The Rising Death Tolls
Chapter 5 ends with two dispiriting chronologies regarding crimes in Syria and Darfur. The first traces vetoes related to the situation in Syria (14 are discussed in the book—there are now 16), and the crimes that were occurring on the date of each veto and the reported death tolls on the date of each veto. The vetoes can be loosely grouped into those that: (i) blocked condemnation of crimes; (ii) blocked referral to the International Criminal Court; (iii) blocked various measures related to chemical weapons; and (iv) blocked humanitarian relief (see Chapter 5.1 for details).

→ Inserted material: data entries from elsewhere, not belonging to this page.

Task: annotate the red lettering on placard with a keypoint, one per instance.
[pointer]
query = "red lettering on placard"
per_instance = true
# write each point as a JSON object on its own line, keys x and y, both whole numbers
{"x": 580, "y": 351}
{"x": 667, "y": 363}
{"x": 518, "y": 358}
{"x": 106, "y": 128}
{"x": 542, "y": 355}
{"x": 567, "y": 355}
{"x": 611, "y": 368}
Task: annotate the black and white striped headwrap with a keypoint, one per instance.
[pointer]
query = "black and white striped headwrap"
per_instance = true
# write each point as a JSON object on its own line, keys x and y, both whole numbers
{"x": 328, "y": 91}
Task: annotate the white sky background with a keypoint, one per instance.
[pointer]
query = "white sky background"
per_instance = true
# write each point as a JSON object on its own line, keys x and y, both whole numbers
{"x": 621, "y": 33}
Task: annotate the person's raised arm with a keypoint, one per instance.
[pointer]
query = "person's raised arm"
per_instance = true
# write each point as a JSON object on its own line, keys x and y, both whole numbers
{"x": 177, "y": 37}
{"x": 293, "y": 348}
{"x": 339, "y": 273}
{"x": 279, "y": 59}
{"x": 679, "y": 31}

The second chronology traces veto threats made related to the situation in Darfur and the crimes that were occurring on the date of each veto threat and the reported death tolls on the date of each veto threat. Those veto threats watered-down the sanctions measures that had been proposed, and weakened the peacekeeping mandate and delayed the deployment of peacekeepers (see Chapter 5.2 for details). All in all, the chronologies (as well as other instances of veto use and veto threats) suggest an undeniable linkage between veto use and fatalities on the ground. Quite clearly, some of the vetoes cast are facilitating crimes and costing lives on the ground.
The Ultimate Question
The question that the book challenges the reader and the international community to grapple with is: Is this really how collective security under international law, including under the UN Charter, was designed to function?